Game of Death @ Fantasia

Capture+d’écran+2017-02-03+à+16.14.59Jumanji crossed with Natural Born Killers springs to mind when asked to describe the Quebec made film, Game of Death. Maybe a little Hunger Games thrown in for good measure. The other way I would describe it would be a hell of a lot of blood and fun…if you are into that kind of thing.

Seven millennials spending time at a remote property where they are drinking, drugging, swimming, and engaging in some sex. That is the jumping off point of directors Sebastien Landry and Laurence Morais-Legace’s film which debuted at SXSW.

Seven young friends are spending some time at a nice property with a pool. As you might expect of young people with this type of freedom and no supervision they are engaging in sex, drugs and drinking. The light and drunken fun comes to a crashing halt when they begin playing a game.

The first sign that this was not your typical game should have been the name of it. Game of Death. What starts out as fun soon denigrates into murder and mayhem. Plus the odd exploding head. The basic premise of the game is that the seven have to kill 24 people one at a time before the timer runs down or one of them will be the victim. And once you start playing the game (which is indestructible, trust me they try!) you cannot stop.

Once one of them has died and the shock has worn off a little, the remaining six have to decide whether their lives are more important than others. Will they take on the task of killing 24 people or not? Kill or be killed is the question.

The concept is excellent if not too original. They took it and ran with it making a splatter gore film that is filled with equal amounts of sick moments and laughs (sometimes happening at the same time). The film is an extension of a web series the directors had previously put together.

Despite all the gore and silliness going on there is a serious question behind it all – Is it alright to kill if the only alternative you have is dying yourself? Is suicide your only moral option? Hmmm….

The strongest acting in the young cast comes from Erniel Baez Duenas. In the beginning you hate the obnoxious/conspiracy theory spouting pizza delivery guy/drug dealer. Then over the course of the film he wins you over with the fact that his is the most humane of the seven characters. His character actually demonstrates a range of emotions rather that staying static.

Another funny and cool touch (in a film filled with little cool things) is the manatee documentary running in the background. Everyone in the film seems to be watching the same channel. The potatoes of the sea (that is what they are called) float happily in the background of many a bloody scene.
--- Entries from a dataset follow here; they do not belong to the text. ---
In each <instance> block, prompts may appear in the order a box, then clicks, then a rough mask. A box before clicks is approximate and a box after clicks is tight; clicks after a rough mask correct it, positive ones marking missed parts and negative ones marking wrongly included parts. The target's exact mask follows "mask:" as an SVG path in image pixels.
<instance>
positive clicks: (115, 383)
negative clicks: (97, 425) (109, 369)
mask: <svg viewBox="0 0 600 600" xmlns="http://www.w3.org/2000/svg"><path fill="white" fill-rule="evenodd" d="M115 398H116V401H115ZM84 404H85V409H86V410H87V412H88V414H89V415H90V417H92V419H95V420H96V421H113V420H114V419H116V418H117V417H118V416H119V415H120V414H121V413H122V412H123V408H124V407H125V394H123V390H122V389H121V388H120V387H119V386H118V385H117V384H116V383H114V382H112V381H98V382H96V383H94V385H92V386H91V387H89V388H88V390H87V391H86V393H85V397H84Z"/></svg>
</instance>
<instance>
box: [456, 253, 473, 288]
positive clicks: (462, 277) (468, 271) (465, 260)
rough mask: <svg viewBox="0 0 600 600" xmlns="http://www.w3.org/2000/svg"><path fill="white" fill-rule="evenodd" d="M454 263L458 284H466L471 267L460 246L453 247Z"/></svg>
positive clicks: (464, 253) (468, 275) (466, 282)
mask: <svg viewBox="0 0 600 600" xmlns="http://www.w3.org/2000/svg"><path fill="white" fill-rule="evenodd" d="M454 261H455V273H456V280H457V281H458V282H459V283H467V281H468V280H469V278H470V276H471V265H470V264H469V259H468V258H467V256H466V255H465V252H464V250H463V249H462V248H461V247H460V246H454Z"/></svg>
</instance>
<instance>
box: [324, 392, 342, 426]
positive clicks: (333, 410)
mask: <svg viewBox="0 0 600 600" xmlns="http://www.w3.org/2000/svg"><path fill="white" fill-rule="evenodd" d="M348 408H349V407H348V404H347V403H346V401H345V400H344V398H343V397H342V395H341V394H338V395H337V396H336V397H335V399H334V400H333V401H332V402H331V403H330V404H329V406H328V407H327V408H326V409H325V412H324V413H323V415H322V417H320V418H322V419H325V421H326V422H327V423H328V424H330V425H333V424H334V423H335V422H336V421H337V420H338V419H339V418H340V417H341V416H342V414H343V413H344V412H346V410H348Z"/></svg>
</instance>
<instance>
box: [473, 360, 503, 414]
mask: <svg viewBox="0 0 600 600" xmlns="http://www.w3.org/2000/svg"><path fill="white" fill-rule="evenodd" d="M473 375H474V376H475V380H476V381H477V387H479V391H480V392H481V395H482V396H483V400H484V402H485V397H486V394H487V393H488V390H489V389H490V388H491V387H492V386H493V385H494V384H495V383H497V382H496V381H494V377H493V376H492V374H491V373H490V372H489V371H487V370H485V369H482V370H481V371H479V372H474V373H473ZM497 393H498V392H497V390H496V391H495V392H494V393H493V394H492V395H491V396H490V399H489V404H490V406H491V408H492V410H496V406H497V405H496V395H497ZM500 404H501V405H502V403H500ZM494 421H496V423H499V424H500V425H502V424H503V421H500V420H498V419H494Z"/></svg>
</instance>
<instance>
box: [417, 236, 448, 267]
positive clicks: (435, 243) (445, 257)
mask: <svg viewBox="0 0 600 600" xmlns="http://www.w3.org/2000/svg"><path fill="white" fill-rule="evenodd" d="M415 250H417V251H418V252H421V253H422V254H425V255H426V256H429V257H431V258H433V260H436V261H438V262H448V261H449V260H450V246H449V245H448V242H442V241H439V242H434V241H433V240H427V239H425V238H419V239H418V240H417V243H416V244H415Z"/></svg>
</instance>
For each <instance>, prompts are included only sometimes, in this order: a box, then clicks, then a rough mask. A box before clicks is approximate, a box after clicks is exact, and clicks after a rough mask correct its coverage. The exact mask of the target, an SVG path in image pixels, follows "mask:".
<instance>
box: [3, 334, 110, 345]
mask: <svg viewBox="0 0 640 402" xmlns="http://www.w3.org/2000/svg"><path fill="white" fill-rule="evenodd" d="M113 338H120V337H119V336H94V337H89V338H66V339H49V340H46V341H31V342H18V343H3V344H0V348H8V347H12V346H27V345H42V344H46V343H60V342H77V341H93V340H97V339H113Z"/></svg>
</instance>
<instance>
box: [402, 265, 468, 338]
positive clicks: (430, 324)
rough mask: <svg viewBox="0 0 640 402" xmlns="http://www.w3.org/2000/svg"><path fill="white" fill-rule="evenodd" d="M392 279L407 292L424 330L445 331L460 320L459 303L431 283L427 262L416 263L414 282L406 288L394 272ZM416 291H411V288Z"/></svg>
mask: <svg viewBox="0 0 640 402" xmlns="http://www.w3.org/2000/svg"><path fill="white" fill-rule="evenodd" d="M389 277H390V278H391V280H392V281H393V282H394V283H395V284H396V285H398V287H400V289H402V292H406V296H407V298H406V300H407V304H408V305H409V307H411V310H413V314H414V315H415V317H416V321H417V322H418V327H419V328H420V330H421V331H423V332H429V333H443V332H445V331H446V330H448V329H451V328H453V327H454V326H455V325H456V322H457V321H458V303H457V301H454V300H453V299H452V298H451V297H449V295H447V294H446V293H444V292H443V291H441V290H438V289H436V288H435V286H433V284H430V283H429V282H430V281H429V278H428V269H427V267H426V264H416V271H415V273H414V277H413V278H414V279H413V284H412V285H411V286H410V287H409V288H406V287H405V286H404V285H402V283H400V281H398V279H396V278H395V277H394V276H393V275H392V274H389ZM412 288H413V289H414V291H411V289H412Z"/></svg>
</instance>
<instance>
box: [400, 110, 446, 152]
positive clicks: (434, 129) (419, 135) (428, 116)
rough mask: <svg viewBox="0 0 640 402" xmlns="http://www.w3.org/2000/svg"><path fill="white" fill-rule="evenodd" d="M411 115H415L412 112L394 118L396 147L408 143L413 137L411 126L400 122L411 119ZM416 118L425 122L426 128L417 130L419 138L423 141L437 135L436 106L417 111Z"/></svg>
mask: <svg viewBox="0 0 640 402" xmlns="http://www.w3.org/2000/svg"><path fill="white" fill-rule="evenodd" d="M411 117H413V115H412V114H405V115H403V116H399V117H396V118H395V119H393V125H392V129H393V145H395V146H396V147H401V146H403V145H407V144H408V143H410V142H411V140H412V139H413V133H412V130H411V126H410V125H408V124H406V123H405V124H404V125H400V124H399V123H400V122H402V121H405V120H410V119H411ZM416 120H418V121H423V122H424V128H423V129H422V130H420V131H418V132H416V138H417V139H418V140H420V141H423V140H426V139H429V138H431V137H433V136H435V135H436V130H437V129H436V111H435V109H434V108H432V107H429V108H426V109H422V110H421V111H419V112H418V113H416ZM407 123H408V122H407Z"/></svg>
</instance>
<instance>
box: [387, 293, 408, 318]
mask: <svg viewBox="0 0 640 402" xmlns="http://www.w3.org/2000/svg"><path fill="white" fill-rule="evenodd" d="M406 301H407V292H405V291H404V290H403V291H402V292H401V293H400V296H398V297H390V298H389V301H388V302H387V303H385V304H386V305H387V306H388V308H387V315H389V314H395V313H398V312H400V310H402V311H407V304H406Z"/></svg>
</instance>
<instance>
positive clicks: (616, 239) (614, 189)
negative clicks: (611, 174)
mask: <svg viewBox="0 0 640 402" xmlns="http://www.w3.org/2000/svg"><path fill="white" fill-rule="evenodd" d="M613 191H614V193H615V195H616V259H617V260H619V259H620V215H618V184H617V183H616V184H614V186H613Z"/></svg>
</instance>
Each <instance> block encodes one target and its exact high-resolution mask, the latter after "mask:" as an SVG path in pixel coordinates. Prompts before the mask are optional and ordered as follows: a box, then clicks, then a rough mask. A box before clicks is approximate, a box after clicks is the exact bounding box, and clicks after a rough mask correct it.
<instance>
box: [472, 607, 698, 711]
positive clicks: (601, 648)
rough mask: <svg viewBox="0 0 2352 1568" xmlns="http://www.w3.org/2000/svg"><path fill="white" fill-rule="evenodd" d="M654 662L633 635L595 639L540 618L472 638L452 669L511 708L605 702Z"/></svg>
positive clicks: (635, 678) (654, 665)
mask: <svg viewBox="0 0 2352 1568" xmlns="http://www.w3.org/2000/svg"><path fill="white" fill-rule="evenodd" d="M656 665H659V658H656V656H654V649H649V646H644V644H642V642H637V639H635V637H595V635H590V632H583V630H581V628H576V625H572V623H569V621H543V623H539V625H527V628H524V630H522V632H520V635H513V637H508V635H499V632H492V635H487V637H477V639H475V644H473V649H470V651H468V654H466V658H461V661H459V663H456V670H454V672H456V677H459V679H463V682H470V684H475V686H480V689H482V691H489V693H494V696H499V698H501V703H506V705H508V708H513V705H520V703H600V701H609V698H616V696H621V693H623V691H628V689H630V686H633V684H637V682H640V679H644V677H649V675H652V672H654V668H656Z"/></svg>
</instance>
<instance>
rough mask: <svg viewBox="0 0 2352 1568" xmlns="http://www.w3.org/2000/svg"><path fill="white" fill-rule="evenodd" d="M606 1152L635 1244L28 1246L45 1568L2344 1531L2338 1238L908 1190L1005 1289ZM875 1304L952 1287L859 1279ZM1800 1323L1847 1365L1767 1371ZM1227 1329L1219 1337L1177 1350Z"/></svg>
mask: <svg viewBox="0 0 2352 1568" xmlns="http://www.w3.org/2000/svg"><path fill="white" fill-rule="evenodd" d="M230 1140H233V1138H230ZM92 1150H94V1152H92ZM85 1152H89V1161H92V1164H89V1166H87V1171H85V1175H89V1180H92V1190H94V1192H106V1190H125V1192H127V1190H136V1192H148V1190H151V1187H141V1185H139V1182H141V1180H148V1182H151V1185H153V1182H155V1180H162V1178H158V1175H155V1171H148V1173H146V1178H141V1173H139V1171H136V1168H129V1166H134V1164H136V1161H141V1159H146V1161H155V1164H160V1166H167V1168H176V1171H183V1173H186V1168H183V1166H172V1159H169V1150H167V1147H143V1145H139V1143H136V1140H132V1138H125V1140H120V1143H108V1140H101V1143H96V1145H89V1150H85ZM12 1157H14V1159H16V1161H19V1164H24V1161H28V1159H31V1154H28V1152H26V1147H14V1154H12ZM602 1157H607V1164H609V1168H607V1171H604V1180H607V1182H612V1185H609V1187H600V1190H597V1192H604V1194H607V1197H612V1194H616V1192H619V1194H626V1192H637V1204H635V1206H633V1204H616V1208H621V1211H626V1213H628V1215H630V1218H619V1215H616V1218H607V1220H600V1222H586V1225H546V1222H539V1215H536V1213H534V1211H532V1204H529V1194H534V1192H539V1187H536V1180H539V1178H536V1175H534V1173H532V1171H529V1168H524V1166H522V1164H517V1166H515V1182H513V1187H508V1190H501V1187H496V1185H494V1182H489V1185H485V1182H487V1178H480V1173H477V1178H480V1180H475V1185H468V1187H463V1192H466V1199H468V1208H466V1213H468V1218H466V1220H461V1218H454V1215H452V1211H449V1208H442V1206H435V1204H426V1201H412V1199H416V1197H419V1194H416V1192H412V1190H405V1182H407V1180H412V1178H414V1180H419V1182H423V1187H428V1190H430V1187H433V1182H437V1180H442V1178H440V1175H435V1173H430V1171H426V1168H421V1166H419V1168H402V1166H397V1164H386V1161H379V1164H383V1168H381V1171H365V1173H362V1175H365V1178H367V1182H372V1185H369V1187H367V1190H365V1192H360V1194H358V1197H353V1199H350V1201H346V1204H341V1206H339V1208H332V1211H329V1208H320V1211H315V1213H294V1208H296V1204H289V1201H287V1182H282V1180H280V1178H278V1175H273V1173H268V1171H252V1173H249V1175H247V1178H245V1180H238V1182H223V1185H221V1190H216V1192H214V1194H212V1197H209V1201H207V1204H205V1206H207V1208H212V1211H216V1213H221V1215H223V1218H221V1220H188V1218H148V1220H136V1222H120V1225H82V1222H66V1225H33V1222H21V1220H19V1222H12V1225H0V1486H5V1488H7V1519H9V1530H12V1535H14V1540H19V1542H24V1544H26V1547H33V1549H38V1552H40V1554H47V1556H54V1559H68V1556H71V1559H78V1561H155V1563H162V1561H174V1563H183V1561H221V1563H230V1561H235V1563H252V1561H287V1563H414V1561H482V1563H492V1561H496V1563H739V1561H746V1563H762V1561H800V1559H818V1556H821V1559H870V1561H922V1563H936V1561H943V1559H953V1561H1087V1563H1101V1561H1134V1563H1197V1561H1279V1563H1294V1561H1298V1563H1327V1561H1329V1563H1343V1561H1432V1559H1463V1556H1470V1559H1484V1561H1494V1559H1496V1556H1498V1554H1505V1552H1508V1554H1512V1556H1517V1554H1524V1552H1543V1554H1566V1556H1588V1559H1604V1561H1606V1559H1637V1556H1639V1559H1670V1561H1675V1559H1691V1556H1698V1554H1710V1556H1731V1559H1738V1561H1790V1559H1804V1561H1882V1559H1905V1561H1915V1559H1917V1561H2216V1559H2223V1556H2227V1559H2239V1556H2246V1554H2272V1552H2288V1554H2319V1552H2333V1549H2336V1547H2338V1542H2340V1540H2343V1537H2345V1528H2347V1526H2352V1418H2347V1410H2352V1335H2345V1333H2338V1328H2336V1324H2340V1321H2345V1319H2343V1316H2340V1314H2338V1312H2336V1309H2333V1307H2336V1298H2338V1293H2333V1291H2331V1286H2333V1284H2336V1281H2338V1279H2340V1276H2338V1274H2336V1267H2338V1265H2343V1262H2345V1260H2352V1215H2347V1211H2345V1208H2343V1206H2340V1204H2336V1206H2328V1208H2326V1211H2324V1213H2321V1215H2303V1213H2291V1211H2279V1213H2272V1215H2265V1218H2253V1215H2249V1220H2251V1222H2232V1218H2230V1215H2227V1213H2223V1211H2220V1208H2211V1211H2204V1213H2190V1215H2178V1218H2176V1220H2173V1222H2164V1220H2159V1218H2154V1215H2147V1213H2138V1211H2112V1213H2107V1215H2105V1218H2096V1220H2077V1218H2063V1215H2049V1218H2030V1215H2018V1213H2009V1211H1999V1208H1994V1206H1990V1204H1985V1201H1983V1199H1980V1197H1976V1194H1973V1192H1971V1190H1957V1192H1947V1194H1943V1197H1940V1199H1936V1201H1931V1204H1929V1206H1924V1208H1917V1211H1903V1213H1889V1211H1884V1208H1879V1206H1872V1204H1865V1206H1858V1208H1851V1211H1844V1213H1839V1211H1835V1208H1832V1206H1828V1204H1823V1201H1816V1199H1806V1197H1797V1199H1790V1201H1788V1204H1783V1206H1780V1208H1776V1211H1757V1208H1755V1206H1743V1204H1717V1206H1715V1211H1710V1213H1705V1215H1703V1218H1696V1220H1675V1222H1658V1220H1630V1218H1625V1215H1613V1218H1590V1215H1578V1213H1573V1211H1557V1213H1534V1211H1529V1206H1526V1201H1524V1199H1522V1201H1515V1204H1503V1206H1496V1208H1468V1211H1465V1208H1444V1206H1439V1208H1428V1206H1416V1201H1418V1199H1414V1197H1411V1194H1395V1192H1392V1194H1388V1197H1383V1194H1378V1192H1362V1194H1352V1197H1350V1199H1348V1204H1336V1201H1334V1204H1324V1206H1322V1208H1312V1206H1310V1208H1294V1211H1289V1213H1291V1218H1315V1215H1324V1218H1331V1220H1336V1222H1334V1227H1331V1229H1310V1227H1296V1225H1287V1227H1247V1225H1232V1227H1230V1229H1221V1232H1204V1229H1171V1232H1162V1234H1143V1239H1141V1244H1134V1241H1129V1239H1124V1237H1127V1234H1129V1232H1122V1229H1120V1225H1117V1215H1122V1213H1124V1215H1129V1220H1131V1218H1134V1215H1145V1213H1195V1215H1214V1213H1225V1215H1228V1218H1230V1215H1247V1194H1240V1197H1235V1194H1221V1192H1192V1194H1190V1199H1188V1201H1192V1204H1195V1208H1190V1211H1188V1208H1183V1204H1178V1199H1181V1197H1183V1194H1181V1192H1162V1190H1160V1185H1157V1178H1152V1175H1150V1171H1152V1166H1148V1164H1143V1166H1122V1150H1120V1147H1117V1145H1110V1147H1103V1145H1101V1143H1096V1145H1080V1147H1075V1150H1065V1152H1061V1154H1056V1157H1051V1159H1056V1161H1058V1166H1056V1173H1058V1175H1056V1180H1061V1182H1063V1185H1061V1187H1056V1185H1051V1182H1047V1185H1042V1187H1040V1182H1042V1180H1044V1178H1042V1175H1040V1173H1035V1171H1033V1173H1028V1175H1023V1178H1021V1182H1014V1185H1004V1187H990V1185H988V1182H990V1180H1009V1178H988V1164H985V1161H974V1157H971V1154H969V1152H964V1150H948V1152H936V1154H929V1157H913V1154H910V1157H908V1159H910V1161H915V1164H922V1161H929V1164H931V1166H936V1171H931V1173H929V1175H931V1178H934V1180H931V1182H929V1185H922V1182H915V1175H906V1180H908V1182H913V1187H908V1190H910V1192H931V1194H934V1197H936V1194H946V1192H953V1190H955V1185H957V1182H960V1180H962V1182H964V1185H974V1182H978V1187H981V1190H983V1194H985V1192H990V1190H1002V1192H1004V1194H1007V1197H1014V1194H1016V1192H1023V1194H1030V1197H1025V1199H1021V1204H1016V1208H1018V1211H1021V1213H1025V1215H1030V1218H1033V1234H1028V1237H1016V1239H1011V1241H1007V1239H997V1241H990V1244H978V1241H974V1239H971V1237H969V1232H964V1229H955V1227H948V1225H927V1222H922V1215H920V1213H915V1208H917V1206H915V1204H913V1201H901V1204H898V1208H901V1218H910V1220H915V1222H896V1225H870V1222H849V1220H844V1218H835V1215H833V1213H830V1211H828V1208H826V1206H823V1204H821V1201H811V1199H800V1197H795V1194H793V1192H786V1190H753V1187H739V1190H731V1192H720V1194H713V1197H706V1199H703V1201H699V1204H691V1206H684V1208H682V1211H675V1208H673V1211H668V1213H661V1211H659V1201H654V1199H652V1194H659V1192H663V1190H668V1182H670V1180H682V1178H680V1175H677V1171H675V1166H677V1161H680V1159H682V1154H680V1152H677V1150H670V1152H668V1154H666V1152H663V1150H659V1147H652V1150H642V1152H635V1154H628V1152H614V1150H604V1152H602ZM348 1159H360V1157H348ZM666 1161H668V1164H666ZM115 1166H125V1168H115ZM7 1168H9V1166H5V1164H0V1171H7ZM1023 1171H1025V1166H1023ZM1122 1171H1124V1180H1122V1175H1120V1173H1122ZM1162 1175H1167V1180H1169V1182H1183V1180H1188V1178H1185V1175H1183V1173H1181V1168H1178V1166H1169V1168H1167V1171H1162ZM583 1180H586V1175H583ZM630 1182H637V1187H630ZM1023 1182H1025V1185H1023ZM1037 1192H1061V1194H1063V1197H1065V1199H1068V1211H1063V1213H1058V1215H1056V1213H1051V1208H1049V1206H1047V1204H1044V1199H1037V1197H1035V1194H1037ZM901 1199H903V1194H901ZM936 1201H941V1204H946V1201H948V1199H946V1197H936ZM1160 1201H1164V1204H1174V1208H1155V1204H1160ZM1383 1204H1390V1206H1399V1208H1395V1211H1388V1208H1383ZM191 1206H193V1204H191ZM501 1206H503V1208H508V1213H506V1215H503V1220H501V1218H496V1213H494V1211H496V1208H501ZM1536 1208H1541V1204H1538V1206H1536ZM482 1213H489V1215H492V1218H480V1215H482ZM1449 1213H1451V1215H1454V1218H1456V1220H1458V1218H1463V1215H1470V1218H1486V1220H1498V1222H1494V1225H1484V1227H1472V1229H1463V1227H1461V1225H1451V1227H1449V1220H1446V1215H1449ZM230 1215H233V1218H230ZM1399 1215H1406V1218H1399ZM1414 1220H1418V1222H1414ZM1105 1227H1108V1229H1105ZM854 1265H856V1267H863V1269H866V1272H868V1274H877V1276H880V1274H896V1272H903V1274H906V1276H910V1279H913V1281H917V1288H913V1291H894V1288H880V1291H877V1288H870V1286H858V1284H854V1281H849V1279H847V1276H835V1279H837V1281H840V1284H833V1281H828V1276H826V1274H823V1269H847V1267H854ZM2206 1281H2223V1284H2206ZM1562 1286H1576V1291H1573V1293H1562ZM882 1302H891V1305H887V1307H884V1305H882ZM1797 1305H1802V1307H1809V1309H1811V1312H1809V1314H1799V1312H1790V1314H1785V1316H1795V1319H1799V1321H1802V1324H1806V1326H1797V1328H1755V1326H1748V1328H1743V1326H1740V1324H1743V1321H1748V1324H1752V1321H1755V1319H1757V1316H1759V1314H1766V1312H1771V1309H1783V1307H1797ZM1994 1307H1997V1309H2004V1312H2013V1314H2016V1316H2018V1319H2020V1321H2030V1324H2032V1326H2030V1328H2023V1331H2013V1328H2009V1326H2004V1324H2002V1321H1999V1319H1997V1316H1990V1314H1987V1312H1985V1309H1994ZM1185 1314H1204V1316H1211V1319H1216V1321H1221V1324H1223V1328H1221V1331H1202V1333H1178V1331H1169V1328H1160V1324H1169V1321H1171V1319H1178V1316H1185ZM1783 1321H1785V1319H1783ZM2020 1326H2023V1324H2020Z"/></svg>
The directors said the reason was twofold – that they had to provide some sugar with the darkness of the film and that they had every television tuned to it to give a feeling of the story happening in a small town where station choice is limited.

Nice to see a local production that probably had a fairly low budget, but manages not to look cheap. There is quite a stylish feel to Game of Death. The video game renditions of many of the killings that go on is not only a nice touch with many video game styles being used, but also a nice homage to game like House of the Dead.